I'll migrate an important MySQL database to PostgreSQL and become its caretaker. I don't expect to use Oracle at all in the new job (though I'll stay active in the local Oracle community, and do some personal Oracle projects just for fun). Basically, I'll be a full-fledged PostgreSQL DBA.

Oracle has been practically a part of my identity for years, but those who have paid close attention have noticed me sighing in longing for PostgreSQL for years, too; I've said more than once that I'd drop everything to work full-time with PostgreSQL. I didn't think it would ever happen, since Dayton's main employer (the Air Force) has a strong prejudice for proprietary software. But, thanks to KACE, the impossible finally happened.

It's a funny coincidence - but yes, a coincidence - that this happens during a downswing in relations between Oracle and open-source communities; many F/OSS lovers are upset about Oracle's decisions since acquiring Sun.

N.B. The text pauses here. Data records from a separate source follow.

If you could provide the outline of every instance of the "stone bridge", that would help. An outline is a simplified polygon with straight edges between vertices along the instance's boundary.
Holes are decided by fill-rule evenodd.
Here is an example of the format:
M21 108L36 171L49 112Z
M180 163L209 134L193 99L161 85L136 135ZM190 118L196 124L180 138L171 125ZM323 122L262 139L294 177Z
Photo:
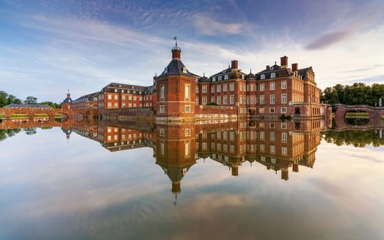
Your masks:
M354 129L369 129L372 128L383 128L384 122L381 116L384 115L384 107L372 107L368 105L335 105L335 123L339 130L351 128L351 125L346 123L346 113L351 111L368 112L370 115L368 124L353 126Z
M85 110L78 109L60 109L60 108L0 108L0 116L5 119L10 119L13 115L24 114L28 119L34 119L38 115L47 115L49 119L54 119L55 115L61 115L69 119L75 117L79 115L86 117L88 112Z

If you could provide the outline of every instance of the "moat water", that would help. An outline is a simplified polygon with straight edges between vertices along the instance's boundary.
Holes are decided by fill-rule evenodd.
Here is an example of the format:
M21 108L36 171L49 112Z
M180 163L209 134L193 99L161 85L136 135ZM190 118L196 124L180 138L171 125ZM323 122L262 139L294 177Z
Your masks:
M0 130L0 239L384 239L383 129L39 124Z

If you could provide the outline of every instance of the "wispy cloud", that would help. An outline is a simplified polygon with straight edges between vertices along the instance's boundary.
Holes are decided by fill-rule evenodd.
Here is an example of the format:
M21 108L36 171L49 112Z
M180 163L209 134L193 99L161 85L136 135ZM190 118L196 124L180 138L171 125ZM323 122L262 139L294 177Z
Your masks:
M194 19L195 27L203 35L239 34L243 32L239 23L224 23L202 14L196 14Z
M341 31L322 35L305 47L307 49L323 49L352 36L353 32Z

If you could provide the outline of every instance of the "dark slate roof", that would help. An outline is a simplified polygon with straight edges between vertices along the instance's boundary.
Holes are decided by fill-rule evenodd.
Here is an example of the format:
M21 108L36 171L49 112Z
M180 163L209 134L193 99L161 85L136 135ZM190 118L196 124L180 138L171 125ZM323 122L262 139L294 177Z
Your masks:
M45 104L8 104L4 106L4 108L53 108L51 106Z
M81 100L81 99L88 99L88 100L91 100L92 98L93 98L95 95L96 95L97 93L99 93L99 92L95 92L95 93L91 93L91 94L87 94L86 95L84 95L84 96L82 96L82 97L77 98L77 99L75 99L75 100L73 101L78 101L79 100Z
M259 75L259 74L266 73L272 73L272 72L274 72L274 71L278 71L280 69L281 69L281 67L275 64L274 65L269 67L269 68L268 69L264 69L261 71L259 71L259 73L257 73L256 74Z
M209 82L211 81L209 80L209 78L208 78L207 77L205 76L205 74L204 74L203 77L199 78L198 82Z
M184 76L193 77L200 77L200 76L191 73L188 69L184 73L182 69L185 66L180 60L173 59L171 62L165 68L167 69L167 72L165 69L159 75L159 77L166 76L168 75L182 75Z
M307 74L307 72L309 70L312 69L312 67L309 67L305 69L298 69L298 73L299 75L300 75L302 77L302 79L305 78L305 75Z
M180 167L167 167L167 166L157 162L156 164L161 167L163 170L167 170L167 175L168 176L168 178L169 178L171 181L178 182L180 181L185 175L182 173L182 169L187 168L187 172L188 172L191 167L192 167L192 165L193 165L195 163Z
M252 73L252 71L250 71L250 74L248 74L245 76L245 80L256 80L254 74L253 74Z
M70 104L71 103L72 99L71 98L71 97L67 97L67 98L64 100L62 100L62 104Z

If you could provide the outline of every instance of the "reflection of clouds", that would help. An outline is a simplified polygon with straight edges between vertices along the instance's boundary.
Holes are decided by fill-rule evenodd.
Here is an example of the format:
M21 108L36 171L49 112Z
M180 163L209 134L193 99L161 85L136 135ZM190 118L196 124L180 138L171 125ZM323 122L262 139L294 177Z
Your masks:
M314 168L300 167L287 182L256 163L244 163L234 177L227 167L199 160L183 178L174 206L171 181L149 148L110 153L76 134L67 144L57 129L38 130L33 142L20 136L25 152L15 153L19 159L12 170L0 167L0 187L9 193L0 200L0 226L16 237L322 239L383 233L384 193L378 189L384 167L372 163L382 147L323 141ZM47 141L56 147L23 160ZM1 167L11 165L1 158ZM19 192L8 190L14 187Z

For me, though, it's not a matter of techie politics; PostgreSQL is simply a wonderfully-written database and a joy to work with.

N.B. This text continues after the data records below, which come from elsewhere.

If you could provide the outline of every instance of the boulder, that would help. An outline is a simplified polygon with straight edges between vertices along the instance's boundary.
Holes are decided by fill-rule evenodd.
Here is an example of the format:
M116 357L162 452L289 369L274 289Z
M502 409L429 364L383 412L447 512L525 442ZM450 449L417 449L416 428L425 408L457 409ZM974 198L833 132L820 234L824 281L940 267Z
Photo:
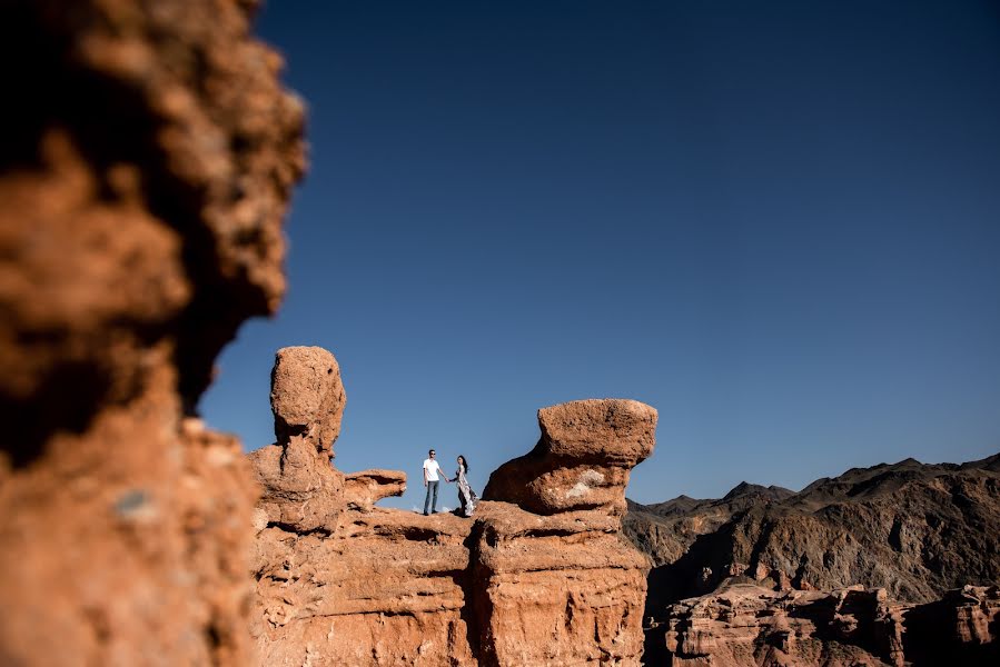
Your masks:
M635 400L578 400L538 410L542 438L501 466L484 490L542 515L625 514L628 474L653 452L656 410Z
M334 441L340 435L346 401L340 367L330 352L320 347L287 347L277 351L270 405L279 444L300 437L334 458Z
M343 389L324 352L279 352L276 424L295 434L249 455L265 489L251 624L265 664L638 664L648 561L621 539L614 508L627 470L652 451L652 408L577 401L541 411L553 461L617 480L595 482L597 504L545 515L484 500L472 519L425 517L375 506L404 491L403 472L330 467L327 440L314 435L339 426L328 406L343 406ZM336 429L327 432L331 446Z
M0 663L253 661L256 487L195 417L285 288L303 106L239 0L13 0L0 54Z

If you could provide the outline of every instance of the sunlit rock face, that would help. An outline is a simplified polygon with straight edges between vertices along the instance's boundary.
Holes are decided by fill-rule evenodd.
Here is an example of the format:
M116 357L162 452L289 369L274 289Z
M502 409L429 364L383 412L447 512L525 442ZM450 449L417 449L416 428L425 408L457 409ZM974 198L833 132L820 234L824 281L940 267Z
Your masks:
M585 476L593 498L545 514L484 500L472 519L425 517L375 507L403 492L403 472L344 475L329 464L333 441L309 439L339 430L344 390L327 355L278 352L276 424L300 426L249 455L265 487L251 625L265 664L638 664L648 566L621 539L617 508L627 470L652 452L655 410L593 400L539 411L543 432L560 434L561 466L605 471ZM277 414L293 405L294 420Z
M538 410L535 448L489 476L483 497L541 515L625 514L628 474L653 452L656 410L635 400L577 400Z
M186 417L280 300L304 169L249 4L3 6L4 665L253 660L253 476Z

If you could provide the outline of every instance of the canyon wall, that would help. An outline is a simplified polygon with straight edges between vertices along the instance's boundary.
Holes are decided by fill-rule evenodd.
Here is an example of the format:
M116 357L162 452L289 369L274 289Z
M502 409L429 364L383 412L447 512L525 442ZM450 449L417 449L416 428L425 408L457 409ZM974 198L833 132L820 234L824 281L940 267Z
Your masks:
M251 470L188 416L304 169L250 4L3 4L0 664L253 659Z
M375 507L403 492L402 472L329 465L345 399L326 350L280 350L271 405L278 441L249 455L265 664L638 664L648 564L620 528L655 410L539 410L536 447L494 472L466 519Z
M798 494L742 484L719 500L631 504L625 531L655 566L650 615L736 570L823 590L863 584L929 603L1000 580L1000 455L855 468Z
M1000 455L630 502L625 531L655 566L648 665L1000 658Z
M1000 664L1000 589L966 586L925 604L884 588L775 591L731 580L666 610L662 650L672 667L892 667Z

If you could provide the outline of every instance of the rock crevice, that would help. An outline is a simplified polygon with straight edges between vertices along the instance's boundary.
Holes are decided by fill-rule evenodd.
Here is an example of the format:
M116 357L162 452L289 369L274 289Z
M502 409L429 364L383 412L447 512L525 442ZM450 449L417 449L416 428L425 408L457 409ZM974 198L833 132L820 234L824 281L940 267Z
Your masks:
M279 442L249 455L264 486L253 634L266 664L638 665L648 561L618 531L655 410L625 400L539 410L529 472L502 467L471 520L425 517L375 506L403 492L402 472L329 465L333 440L319 434L336 437L345 401L326 355L278 351L276 424L295 406L294 422L309 426L276 429ZM595 467L601 480L587 476ZM522 474L526 490L507 479ZM596 501L566 495L581 477Z

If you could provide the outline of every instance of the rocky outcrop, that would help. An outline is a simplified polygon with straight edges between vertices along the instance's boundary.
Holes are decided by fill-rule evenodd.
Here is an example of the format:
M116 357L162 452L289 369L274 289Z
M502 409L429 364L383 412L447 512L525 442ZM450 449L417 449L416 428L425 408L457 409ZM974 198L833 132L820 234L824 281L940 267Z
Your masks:
M754 579L885 588L929 603L1000 580L1000 455L852 469L801 492L745 485L721 500L632 504L625 531L654 563L647 613L703 595L739 564Z
M235 0L6 2L0 663L246 665L256 490L191 407L284 291L301 104Z
M278 352L275 411L315 408L250 455L265 487L253 556L265 664L638 664L648 564L620 537L617 515L628 469L652 452L655 410L623 400L539 410L531 467L494 474L472 519L425 517L374 506L403 492L402 472L345 476L328 462L333 441L309 435L339 427L344 392L329 359L317 348ZM321 395L340 397L339 408ZM511 470L531 475L527 495L502 481ZM580 490L588 470L603 478Z
M538 410L535 448L501 466L483 497L542 515L625 512L628 472L653 452L656 410L635 400L578 400Z
M949 591L899 604L884 589L773 591L727 583L667 610L665 654L674 667L996 665L1000 590Z

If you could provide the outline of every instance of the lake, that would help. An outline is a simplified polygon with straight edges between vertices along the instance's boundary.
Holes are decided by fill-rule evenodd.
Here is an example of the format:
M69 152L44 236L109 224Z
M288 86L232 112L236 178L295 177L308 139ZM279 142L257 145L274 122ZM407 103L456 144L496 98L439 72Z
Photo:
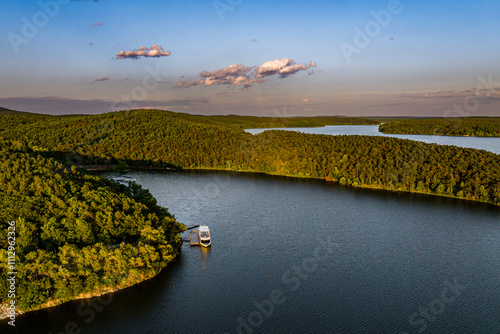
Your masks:
M212 247L19 316L19 333L500 333L500 207L262 174L129 175L187 226L209 225Z
M247 129L245 131L257 134L271 129ZM330 125L316 128L276 128L272 130L300 131L303 133L322 135L363 135L396 137L422 141L424 143L435 143L440 145L455 145L468 148L477 148L500 154L500 137L454 137L454 136L423 136L423 135L393 135L378 131L378 125Z

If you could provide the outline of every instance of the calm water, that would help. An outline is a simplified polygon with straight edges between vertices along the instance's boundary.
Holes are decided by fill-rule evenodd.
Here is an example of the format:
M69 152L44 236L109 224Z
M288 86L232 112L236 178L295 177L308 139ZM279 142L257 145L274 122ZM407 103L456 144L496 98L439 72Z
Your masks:
M249 133L257 134L269 129L248 129ZM424 143L440 145L455 145L461 147L477 148L500 154L500 137L453 137L453 136L421 136L421 135L391 135L378 131L378 125L333 125L322 128L280 128L275 130L300 131L303 133L323 135L364 135L396 137L402 139L418 140Z
M498 207L259 174L130 175L179 221L208 224L211 249L182 246L150 281L18 317L19 333L500 333Z

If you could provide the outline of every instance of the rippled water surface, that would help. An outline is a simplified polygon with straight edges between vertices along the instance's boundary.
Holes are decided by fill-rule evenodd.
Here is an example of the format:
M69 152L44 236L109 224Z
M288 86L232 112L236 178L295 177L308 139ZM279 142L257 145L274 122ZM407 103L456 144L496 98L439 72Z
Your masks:
M500 333L500 208L318 180L134 172L212 247L23 333ZM185 236L187 238L187 235ZM69 327L68 327L69 326Z
M270 129L248 129L249 133L257 134ZM318 128L280 128L275 130L300 131L303 133L323 135L364 135L396 137L435 143L440 145L455 145L460 147L477 148L500 154L500 137L453 137L453 136L422 136L422 135L392 135L378 131L378 125L333 125Z

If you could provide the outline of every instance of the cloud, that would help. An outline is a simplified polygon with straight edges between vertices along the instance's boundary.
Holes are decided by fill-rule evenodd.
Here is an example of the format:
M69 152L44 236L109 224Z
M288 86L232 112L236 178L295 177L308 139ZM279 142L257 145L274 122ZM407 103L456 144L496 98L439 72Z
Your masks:
M172 53L170 51L165 51L161 46L153 44L149 48L141 46L138 50L120 51L116 55L116 59L126 59L126 58L137 59L139 57L168 57L171 54Z
M402 97L415 99L497 99L500 98L500 88L471 88L466 90L439 90L432 92L422 92L414 94L405 94Z
M241 85L249 87L253 83L262 82L262 80L252 78L252 67L243 64L233 64L228 67L217 69L211 72L203 71L200 73L200 80L189 81L185 79L177 83L178 88L189 88L193 86L203 85Z
M295 64L293 59L283 58L265 62L256 69L256 77L264 78L270 75L279 74L280 78L286 78L298 71L307 70L310 67L316 67L316 63L311 61L309 65Z
M217 69L211 72L202 71L199 76L201 79L189 81L185 79L177 83L177 88L189 88L193 86L213 86L213 85L235 85L245 88L255 83L263 83L268 79L266 77L279 75L280 78L286 78L299 71L315 67L316 63L311 61L309 65L296 64L293 59L283 58L271 60L263 63L261 66L245 66L243 64L233 64L228 67Z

As my relationship with PostgreSQL matures from a clandestine affair conducted at night to a full-time committed relationship, I'm sure we'll get past the honeymoon period and have some arguments, like any couple. Even the best software is still software, after all, and human-software relationships always have their difficult moments. Still, I'm enormously excited to begin this new phase in my love of free software.

Hmm. "PyOraGeek" might not be the most accurate subtitle anymore, but "PyPostgreSQL geek" violates uniqueness constraints in a big way. The rebranding is the hardest part...

sqlpython 1.7.2

sqlpython 1.7.2 has been released! Install it, pretend that your Oracle/PostgreSQL/MySQL database is a UNIX filesystem, and have a blast.

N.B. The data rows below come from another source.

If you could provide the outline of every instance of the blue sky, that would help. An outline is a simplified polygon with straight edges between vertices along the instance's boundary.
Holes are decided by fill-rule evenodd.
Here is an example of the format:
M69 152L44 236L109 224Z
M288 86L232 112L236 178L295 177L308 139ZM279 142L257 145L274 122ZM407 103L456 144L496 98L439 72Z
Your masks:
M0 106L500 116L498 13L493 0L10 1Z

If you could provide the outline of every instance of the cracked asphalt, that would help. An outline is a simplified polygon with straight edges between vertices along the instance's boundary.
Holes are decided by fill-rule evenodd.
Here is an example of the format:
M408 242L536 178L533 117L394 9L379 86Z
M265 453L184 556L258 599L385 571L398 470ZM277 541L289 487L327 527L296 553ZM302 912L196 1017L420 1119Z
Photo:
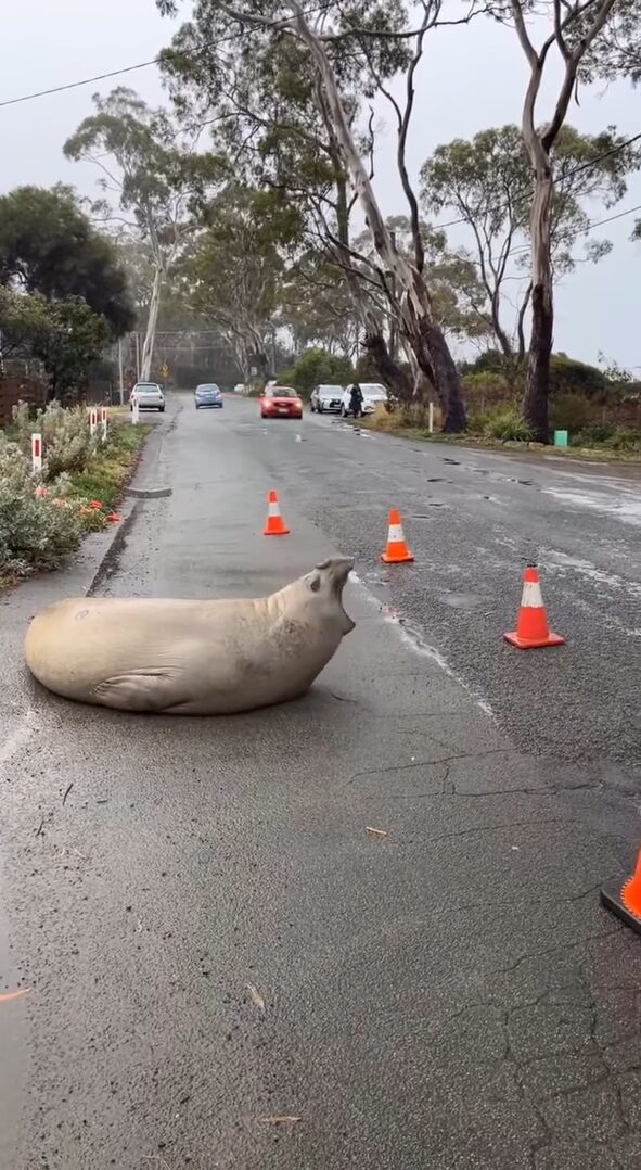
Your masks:
M0 604L2 1170L639 1166L641 948L598 896L641 838L639 482L171 412L101 570L91 538ZM392 505L416 562L384 570ZM336 551L357 628L297 703L146 718L25 674L54 598ZM502 642L530 557L561 651Z

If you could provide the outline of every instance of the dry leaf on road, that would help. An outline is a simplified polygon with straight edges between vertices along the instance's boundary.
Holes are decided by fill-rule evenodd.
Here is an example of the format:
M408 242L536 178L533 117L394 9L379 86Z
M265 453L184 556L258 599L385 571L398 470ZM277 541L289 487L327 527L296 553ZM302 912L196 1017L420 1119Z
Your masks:
M0 1004L6 1004L8 999L20 999L22 996L28 996L30 987L22 987L20 991L2 991L0 992Z
M261 996L259 989L255 987L253 983L248 983L247 984L247 990L248 990L249 994L251 996L251 1002L256 1005L256 1007L259 1007L261 1010L261 1012L264 1012L264 999Z

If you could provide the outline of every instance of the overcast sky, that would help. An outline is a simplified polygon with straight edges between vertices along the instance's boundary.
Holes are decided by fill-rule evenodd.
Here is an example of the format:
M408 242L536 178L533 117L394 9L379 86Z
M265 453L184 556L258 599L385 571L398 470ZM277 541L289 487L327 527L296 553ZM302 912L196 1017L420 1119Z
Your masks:
M182 2L186 16L188 0ZM0 0L0 101L34 90L80 81L152 58L175 27L163 20L154 0ZM526 70L514 33L488 21L468 29L440 29L426 54L409 143L409 163L416 174L421 163L440 143L468 138L487 126L518 122ZM67 163L62 144L91 111L91 94L108 94L127 84L150 103L163 101L156 67L136 70L36 101L0 108L0 191L21 184L49 186L74 184L83 194L95 191L89 165ZM641 131L641 95L627 83L608 89L583 90L580 105L572 105L570 121L579 130L595 133L615 124L622 133ZM550 106L539 108L542 121ZM380 108L381 116L385 108ZM388 122L381 136L375 187L390 213L404 213L392 164L393 133ZM614 213L641 204L641 177ZM594 219L607 214L591 208ZM641 213L640 213L641 214ZM441 220L450 216L443 214ZM641 243L630 243L634 215L607 225L593 238L611 239L614 249L597 266L580 264L557 290L554 349L597 362L607 359L641 369L639 288ZM467 243L464 229L450 236Z

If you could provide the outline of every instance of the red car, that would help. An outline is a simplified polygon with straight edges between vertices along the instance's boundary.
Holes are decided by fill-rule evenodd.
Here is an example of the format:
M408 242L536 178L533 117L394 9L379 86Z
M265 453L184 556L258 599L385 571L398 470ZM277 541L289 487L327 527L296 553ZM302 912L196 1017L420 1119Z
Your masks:
M261 419L303 418L303 404L291 386L267 386L259 401Z

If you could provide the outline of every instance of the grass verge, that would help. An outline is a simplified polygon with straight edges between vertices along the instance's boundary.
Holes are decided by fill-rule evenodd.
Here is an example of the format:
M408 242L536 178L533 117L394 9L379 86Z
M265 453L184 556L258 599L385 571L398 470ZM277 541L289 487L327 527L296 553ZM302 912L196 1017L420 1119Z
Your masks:
M502 454L514 452L524 455L537 454L554 459L588 460L594 463L628 463L641 466L641 450L620 450L612 446L599 445L594 447L553 447L539 442L528 442L518 440L494 439L485 434L466 432L461 435L446 435L441 431L433 434L425 427L408 426L393 413L377 412L363 419L347 419L351 426L358 426L366 431L377 431L382 434L393 435L397 439L411 439L413 442L447 443L452 447L467 447L478 450L494 450Z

This release doesn't really add any new features. However, it does clean up the sluggishness in metadata operations (like ls and desc) and the major outright bugs that were making sqlpython frankly unusable for an embarrassing number of months.

Sorry for the wait! Hope you'll find the new sqlpython worth it. Functionality for PostgreSQL and MySQL are now fully-fledged, with some relatively minor exceptions (like image BLOB displays). Furthermore, my upcoming position guarantees that the sqlpython/PostgreSQL will get lots of love in coming months.

Monday, November 08, 2010

Moving to KACE

For almost ten years, I've worked for IntelliTech on contract at Wright-Patterson Air Force base. IntelliTech has been a very supportive employer, and my government boss at WPAFB (Ralph Ranard) has been an absolutely amazing supervisor; that's why I've been there so long.

This month, though, an opportunity has come up that I absolutely can't resist. I met Mike Gray and Tyler Gingrich of Dell KACE at Columbus Code Camp, which KACE sponsored partially to make contact with potential employees. (This, incidentally, shows excellent management right there. If you want skilled and passionate geeks, do you hire a recruiter to try to read the tea leaves of the self-promoting buzzwords of a huge stack of resumes? Or do you go to where the most passionate geeks congregate all on their own?)

Everything I've seen about KACE delights me so far. It's a subsidiary of Dell that has intentionally retained its startup spirit since its acquisition. Technical decisions are made by technical people for technical reasons - in other words, people are allowed to use the expertise they were hired for. (I know, that shouldn't be exceptional.) It's got a developer-centered culture that is a huge breath of fresh air. It's friendly to newer technologies and very friendly to open source. For example, I'll be taking over an important database currently in MySQL and migrating it to PostgreSQL. (Getting somebody to pay me for working with PostgreSQL has been a dream of mine for years...) And of course I'll be using Python. I'd wait tables before taking a job with no Python.

During my entire process of interviewing with KACE, it never felt like "job interviews" - those nerve-wracking, superficial, semi-adversarial dances described so depressingly in career publications. Rather, it felt like some long conference-hallway conversations between geeks - very real and very techie.

So... hello KACE! I'm delighted to join you!